[Ciberayllu]

Sonetos al poeta

Antonio Bou

 
 

a la memoria de don Francisco Matos Paoli

A ese niño de columnas y friso
le vendieron un saco de tormenta
lo hechizaron las alucinantes
sombras de Lares inexplicables.

Le hicieron contar con piedrecitas
para narrar gestas que marcaban
las hendiduras de la tierra
o el valor del cuerpo bien servido
en la sopera que cargaba una niña
discordante con cucharón desfigurado
bajo el ojo marchito empecinado
de una abuela de esquemas
de la oculta matemática de los hilos
bordados sobre la mesa.

A ese niño le contaron los leucocitos
y le cosieron una bandera
para que no caminara solo. Vino el ángel
ése que viene siempre con el pez
en la mano y una sombrilla
llevando cuenta además de los perdidos pasos.
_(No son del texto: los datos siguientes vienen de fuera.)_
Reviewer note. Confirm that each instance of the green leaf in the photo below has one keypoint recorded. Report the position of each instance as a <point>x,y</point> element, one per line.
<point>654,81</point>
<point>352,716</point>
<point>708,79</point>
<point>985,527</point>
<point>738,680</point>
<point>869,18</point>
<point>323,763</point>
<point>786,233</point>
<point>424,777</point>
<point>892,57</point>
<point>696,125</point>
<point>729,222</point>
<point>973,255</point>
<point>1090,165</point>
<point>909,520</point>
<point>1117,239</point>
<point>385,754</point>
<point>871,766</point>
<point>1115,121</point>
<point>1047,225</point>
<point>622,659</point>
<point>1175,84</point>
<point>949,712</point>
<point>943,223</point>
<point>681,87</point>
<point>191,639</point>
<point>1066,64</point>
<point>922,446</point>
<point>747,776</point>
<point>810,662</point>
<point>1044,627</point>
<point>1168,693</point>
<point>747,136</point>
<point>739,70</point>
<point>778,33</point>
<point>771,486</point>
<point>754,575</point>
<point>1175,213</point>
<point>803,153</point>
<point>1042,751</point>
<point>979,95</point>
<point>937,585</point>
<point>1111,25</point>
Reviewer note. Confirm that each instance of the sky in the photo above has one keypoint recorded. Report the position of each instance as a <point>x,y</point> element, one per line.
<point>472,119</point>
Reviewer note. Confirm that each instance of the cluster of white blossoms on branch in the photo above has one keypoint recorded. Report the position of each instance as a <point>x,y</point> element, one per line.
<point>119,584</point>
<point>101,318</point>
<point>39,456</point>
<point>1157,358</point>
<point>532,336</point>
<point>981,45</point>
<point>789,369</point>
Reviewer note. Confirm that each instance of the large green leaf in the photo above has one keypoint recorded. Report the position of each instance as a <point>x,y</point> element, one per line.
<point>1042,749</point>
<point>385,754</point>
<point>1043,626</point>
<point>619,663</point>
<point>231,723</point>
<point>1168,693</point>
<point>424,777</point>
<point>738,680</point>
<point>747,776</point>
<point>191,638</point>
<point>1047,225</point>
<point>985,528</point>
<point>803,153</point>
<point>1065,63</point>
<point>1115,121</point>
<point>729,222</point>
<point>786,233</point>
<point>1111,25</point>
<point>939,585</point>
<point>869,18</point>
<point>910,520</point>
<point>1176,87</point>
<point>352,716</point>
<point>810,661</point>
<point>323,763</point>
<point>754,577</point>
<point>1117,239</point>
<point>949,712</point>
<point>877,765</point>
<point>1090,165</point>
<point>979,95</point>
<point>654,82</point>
Valgan, dijo, la estrella y unos lirios
para esta anunciación, basten la tierra
para curar la herida y el agua
para estirar el pellejo arrugado de la frente
y que no muera como los demás mortales
en los brazos de nadie. Yo soy el ángel
que lo llevaré hasta la frontera
donde enmudecerán las corrientes.

Se le perdió la casa al padre en escondrijos
de su propia selva despiadada
furiosa en su fiereza melancólica incorregible
en la cama hecha carne de cañón
como la de un pobre niño resucitado
en las trincheras adoloridas de sus sueños
con cortinas de niebla perpendiculares
a la frígida desesperación del suelo.

Ay, mi niño encantado, cantaba la moza
escondida tras el parapeto levantado
para esconderlo de la inquina
para ampararlo en trasnochadas noches
de brujas que levantan puñales y escupen
guirnaldas de lepra y tuberculosis.

En la ventana se puso el demonio
ligero de moscas y azufres, le trajo
al recién nacido un cofre de joyas prestadas
y una docena de vírgenes necias que en el puño
llevaban un puñal cada una alzado
amenazantes. La madre había puesto
allí mismo unas azucenas que marchitáronse
ante los presagios devastadores
de aquel convite raro e invisible
a no ser por almas que fuesen templos
a donde sólo podían llegar los más adustos
y vertiginosos ángeles entregados
a guardar los secretos del santo santo santo
para que no perecieran los nacidos al crepúsculo.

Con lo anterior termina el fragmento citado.